What are your rules or guidelines when dealing with training in the summer heat?

My general rule is once it hits about 90 degrees, it’s time to shut down running marks and blinds for the day. Time management becomes key to training. I get out early, get everything set up before the sun rises, so I can start running dogs at first light.

The most important thing anyone can do is watch their dogs for signs of distress or overheating. Excessive panting, labored breathing, and disorientation are a first signs to look for.

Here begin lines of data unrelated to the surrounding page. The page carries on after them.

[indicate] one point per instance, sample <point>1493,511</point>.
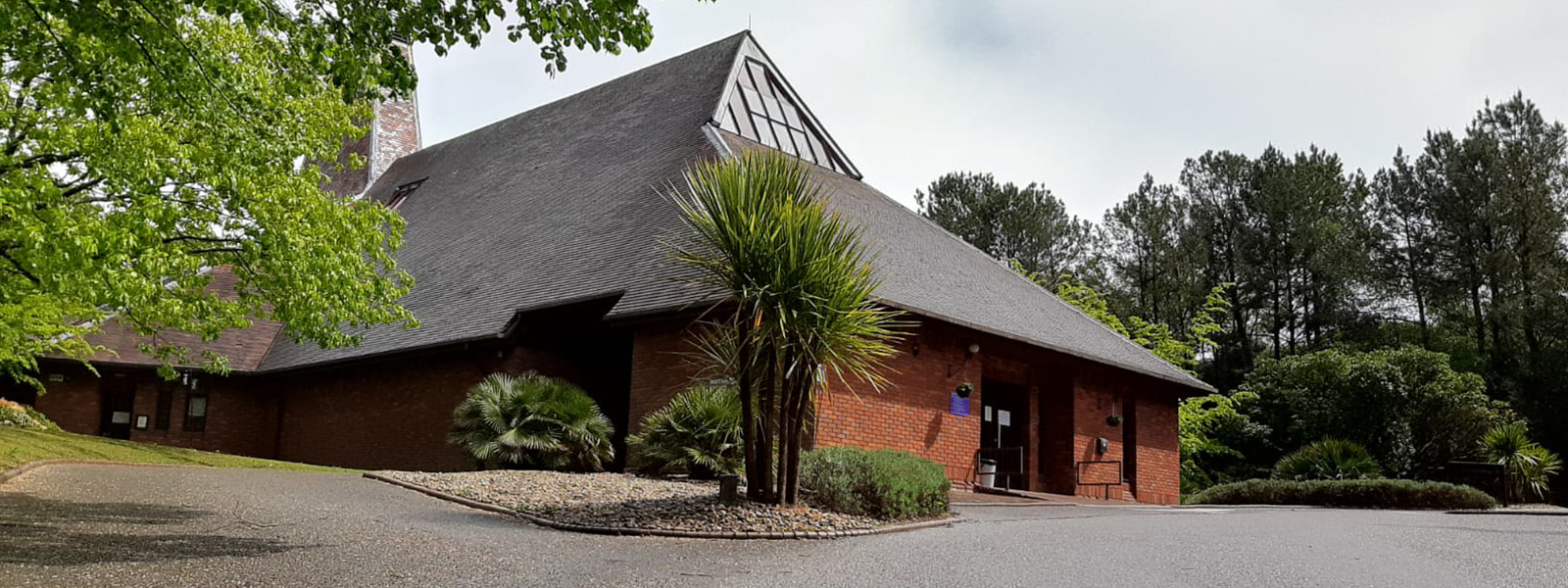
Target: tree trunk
<point>796,433</point>
<point>749,417</point>
<point>767,420</point>
<point>786,438</point>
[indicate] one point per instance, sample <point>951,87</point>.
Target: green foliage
<point>797,300</point>
<point>20,446</point>
<point>1157,337</point>
<point>1026,224</point>
<point>148,141</point>
<point>1405,494</point>
<point>532,420</point>
<point>1528,466</point>
<point>1214,433</point>
<point>23,416</point>
<point>1329,460</point>
<point>1403,405</point>
<point>697,433</point>
<point>882,483</point>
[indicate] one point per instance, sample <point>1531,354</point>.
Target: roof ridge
<point>665,62</point>
<point>1125,339</point>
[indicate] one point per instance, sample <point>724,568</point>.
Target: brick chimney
<point>394,132</point>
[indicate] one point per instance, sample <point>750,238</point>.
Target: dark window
<point>18,392</point>
<point>161,419</point>
<point>196,413</point>
<point>400,193</point>
<point>762,110</point>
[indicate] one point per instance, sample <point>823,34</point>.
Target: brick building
<point>533,243</point>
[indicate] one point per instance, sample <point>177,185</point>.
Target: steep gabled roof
<point>564,201</point>
<point>930,271</point>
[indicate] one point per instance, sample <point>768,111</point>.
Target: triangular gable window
<point>760,110</point>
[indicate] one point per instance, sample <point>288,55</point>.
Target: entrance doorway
<point>118,397</point>
<point>1004,431</point>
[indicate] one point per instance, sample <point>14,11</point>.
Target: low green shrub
<point>532,422</point>
<point>697,433</point>
<point>1329,460</point>
<point>882,483</point>
<point>23,416</point>
<point>1408,494</point>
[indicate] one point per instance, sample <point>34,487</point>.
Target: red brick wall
<point>386,415</point>
<point>1095,397</point>
<point>239,419</point>
<point>661,366</point>
<point>71,404</point>
<point>1159,457</point>
<point>911,415</point>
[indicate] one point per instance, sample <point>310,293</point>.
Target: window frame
<point>164,415</point>
<point>193,422</point>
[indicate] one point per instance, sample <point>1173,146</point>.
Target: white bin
<point>987,474</point>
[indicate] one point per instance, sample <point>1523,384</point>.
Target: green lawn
<point>21,446</point>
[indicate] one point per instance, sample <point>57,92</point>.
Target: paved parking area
<point>129,525</point>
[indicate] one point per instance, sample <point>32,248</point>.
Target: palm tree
<point>797,306</point>
<point>532,420</point>
<point>697,433</point>
<point>1526,466</point>
<point>1329,460</point>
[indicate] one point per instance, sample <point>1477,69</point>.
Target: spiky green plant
<point>1329,460</point>
<point>532,422</point>
<point>697,433</point>
<point>799,300</point>
<point>1528,467</point>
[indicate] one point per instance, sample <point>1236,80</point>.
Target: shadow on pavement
<point>63,533</point>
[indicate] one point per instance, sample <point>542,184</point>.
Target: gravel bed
<point>631,502</point>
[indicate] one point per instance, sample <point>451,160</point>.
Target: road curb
<point>661,532</point>
<point>1515,512</point>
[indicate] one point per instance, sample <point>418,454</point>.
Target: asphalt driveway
<point>129,525</point>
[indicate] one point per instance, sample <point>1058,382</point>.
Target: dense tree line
<point>1454,248</point>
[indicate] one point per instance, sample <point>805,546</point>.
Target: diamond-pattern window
<point>764,112</point>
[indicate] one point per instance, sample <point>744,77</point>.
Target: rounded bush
<point>697,433</point>
<point>532,420</point>
<point>1329,460</point>
<point>1407,494</point>
<point>23,416</point>
<point>882,483</point>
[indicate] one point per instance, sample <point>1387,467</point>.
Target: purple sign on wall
<point>956,405</point>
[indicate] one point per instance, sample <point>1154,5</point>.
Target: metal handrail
<point>1121,472</point>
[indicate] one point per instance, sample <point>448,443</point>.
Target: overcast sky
<point>1079,96</point>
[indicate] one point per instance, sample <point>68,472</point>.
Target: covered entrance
<point>1004,435</point>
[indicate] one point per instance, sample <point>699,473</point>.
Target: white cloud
<point>1079,96</point>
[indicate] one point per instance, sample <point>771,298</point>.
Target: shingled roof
<point>568,203</point>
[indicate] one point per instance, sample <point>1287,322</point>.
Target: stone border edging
<point>1037,504</point>
<point>662,532</point>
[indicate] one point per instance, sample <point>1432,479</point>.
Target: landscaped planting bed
<point>623,501</point>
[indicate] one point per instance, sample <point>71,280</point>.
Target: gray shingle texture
<point>568,201</point>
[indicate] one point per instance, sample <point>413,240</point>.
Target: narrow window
<point>196,413</point>
<point>400,193</point>
<point>161,419</point>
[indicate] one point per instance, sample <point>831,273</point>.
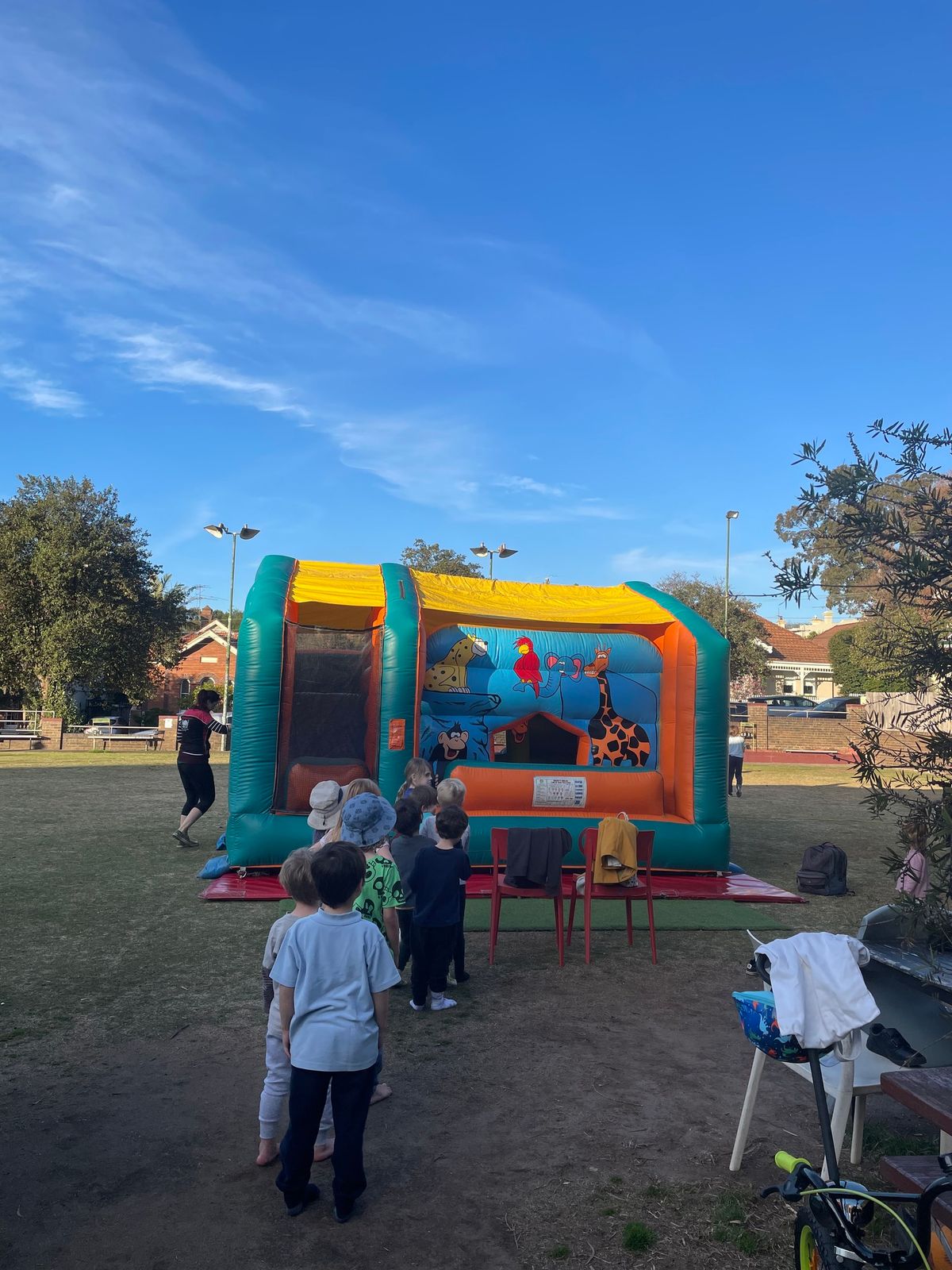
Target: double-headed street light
<point>729,516</point>
<point>219,531</point>
<point>501,552</point>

When I’m out training in the summer, I keep fans running in the trailer to help move cool air around. I make sure to have plenty of drinking water available for the dogs at all times and will throw in a couple ice cubes. After a dog has finished training, I’ll tie it out in the shade to cool off a little bit before going back on the trailer or in a kennel.

Jon Schuetz.jpg

Courtesy of Jon Schuetz

Hunting Focus:

What are the main training indicators that your dog, regardless of age, is ready for the fall hunting season?

Before a dog goes out for his first hunt, he needs to be solid on the basics. A dog that breaks is not only an annoyance, there’s also a safety concern for the dog. I recommend taking a lead or a rope on the hunt. If you see that your dog is breaking on moving around a lot, tie him out so he can’t break.

I also want a dog that is comfortable and confident taking hand signals and running blinds.

What are some of the most common bad habits dogs tend pick up during the hunting season, and how are they addressed?

The two most common bad habits I see dogs develop during hunting season are breaking and getting too independent on blind retrieves. Breaking is a safety issue for the dog and will interfere with the hunt. This needs to be addressed immediately. Typically, if a dog is going to break, it’s going to be early in the season and early in the hunt. I recommend for the first couple of hunts during the year to keep your hunting group small, just a couple of people. Your job as a handler is to work with your dog, don’t worry about calling or shooting; make sure your dog is doing the right things. If your dog breaks, correct him before he picks up the bird. Call him back and make him sit, let someone else or another dog pick up the bird. If the breaking continues to be an issue, tie him up so he can’t break.

Everyone wants to get ducks picked up as quickly as possible so we can reset and get ready for the next group of birds. The tendency on blind retrieves it to get dogs close to the area and let them hunt until they find the bird, afterall, that’s why God gave them such great noses. This leads to dogs thinking they don’t have to take directions from the handler or work as a team. My advice is to take your time, don’t be in a rush. Make your dog listen to you and respond correctly to every command you give. Yes, you might flare a group of ducks, but in the long run your dog will be much better at his job.

What are your ideal expectations for your retriever throughout the waterfowl season?

I expect my retrievers to be a well-behaved, contributing members of the hunting group. I expect them to sit quietly and patiently for a few ducks to get cut, go pick up the ducks, and bring them back to me. Once we get home, I expect them to be curled up on the couch beside me dreaming about tomorrows hunt.